Synonym: Romalea guttata

Florida native


These large and colorful grasshoppers can be found throughout nearly all of Florida and Georgia. The range extends through the southeastern coastal plain from eastern Texas into central North Carolina. Favored habitats include open pine woods, weedy fields and roadsides as well as coastal areas and salt marshes.
The eggs typically hatch in late February in south Florida and mid-March in other parts of the state. After hatching, masses of young lubbers will climb to the highest point on nearby foliage (see photos). Immatures are black with yellow stripes and red legs. Adults are mostly yellow with black and red markings. These grasshoppers have small wings that are only marginally useful for mobility. Adults are most numerous in July and August when the females lay eggs in the soil to hatch the next year.
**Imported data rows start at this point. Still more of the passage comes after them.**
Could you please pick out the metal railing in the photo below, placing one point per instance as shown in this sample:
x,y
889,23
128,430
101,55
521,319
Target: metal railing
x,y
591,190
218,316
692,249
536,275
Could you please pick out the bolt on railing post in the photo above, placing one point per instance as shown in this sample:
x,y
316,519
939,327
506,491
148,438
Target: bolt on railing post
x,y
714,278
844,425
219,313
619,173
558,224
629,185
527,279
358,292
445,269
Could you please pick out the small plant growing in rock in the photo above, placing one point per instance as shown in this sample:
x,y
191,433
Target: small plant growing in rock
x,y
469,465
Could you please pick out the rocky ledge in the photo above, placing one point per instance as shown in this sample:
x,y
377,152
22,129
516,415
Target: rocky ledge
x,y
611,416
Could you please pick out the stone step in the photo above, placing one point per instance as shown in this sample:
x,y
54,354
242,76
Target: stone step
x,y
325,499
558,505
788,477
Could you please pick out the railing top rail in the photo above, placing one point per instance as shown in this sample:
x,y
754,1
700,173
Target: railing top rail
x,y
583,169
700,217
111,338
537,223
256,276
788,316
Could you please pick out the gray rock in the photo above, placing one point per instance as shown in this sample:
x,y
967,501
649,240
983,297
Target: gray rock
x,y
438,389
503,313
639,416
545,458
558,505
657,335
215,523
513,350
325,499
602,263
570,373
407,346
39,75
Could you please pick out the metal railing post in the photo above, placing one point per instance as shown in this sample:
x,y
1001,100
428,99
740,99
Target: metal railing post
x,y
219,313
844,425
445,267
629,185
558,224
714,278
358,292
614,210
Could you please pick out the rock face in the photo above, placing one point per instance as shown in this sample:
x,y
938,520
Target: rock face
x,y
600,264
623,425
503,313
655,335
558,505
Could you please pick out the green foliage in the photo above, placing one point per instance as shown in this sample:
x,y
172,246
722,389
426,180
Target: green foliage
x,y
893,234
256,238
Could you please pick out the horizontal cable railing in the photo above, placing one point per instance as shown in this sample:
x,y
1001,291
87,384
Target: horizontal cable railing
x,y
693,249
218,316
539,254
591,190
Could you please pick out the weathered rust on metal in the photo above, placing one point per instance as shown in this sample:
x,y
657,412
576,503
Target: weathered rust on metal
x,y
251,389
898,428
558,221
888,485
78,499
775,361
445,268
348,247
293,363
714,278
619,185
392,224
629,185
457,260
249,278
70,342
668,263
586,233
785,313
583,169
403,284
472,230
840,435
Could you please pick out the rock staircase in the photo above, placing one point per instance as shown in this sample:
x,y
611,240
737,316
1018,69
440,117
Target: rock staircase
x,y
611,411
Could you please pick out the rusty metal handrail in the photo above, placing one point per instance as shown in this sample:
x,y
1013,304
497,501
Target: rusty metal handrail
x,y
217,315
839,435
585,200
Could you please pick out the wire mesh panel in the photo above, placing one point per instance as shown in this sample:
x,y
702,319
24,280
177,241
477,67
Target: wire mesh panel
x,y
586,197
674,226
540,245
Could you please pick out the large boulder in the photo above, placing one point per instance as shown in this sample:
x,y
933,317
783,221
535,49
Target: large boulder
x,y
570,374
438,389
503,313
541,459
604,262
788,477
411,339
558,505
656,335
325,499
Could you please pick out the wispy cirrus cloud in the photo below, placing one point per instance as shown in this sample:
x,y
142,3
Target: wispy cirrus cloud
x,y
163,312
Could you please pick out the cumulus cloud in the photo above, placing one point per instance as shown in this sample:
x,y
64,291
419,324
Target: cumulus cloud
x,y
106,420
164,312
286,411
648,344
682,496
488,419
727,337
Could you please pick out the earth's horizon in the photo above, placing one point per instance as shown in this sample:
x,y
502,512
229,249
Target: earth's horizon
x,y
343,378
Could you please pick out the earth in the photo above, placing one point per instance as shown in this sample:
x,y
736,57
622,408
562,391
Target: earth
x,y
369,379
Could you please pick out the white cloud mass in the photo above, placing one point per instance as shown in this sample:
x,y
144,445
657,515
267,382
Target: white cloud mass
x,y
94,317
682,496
Romalea microptera are toxic and can emit a foul-smelling secretion as a defensive mechanism.
The daily movements of lubber grasshoppers, from high perches on vegetation, down to the ground, and back up again, help the insects regulate their body temperature, as can be seen in Ascent of the Lubbers.
More information on lubbers can be found at Featured Creatures.

Romalea microptera is a member of the Romaleidae - Lubber grasshoppers family.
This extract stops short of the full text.